New opportunities and insights into Papaver self-incompatibility by imaging engineered Arabidopsis pollen.
Journal: 2020/February - Journal of Experimental Botany
ISSN: 1460-2431
Abstract:
Pollen tube growth is essential for plant reproduction. Their rapid extension using polarized tip growth provides an exciting system for studying this specialized type of growth. Self-Incompatibility (SI) is a genetically controlled mechanism to prevent self-fertilisation. Mechanistically, one of the best-studied SI systems is that of Papaver rhoeas (poppy). This utilizes two S-determinants: stigma-expressed PrsS and pollen-expressed PrpS. Interaction of cognate PrpS-PrsS triggers a signalling network, causing rapid growth arrest and programmed cell death (PCD) in incompatible pollen.
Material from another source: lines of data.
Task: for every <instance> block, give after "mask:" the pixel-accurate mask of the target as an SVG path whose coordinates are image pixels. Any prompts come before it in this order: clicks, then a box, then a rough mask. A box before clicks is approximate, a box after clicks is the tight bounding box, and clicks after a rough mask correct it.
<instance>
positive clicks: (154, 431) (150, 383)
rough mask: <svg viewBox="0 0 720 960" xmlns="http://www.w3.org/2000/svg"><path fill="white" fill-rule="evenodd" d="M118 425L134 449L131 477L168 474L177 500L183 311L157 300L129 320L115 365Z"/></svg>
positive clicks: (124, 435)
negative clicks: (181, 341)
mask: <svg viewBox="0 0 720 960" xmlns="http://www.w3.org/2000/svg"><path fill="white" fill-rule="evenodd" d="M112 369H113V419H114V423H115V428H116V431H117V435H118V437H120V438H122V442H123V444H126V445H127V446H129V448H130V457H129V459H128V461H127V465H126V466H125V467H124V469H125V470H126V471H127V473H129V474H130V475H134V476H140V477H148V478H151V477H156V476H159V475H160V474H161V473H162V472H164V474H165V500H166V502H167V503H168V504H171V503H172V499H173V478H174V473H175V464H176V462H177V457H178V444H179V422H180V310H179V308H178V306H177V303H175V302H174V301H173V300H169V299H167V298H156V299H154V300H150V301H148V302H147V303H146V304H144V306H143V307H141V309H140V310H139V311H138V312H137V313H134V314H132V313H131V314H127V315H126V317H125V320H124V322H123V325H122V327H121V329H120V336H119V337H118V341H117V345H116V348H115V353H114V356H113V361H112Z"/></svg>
We previously demonstrated that transgenic Arabidopsis thaliana pollen expressing PrpS-GFP can respond to Papaver PrsS with remarkably similar responses to those observed in incompatible Papaver pollen. Here we describe recent advances using these transgenic plants combined with genetically encoded fluorescent probes to monitor SI-induced cellular alterations including: cytosolic calcium, pH, the actin cytoskeleton, clathrin-mediated endocytosis (CME) and the vacuole. This approach has allowed us to study the SI response in depth, using multi-parameter live-cell imaging approaches that were not possible in Papaver. This lays the foundations for new opportunities to elucidate key mechanisms involved in SI. Here we establish that clathrin-mediated endocytosis is disrupted in self-incompatible pollen. Moreover, we reveal new detailed information about F-actin remodelling in pollen tubes after SI.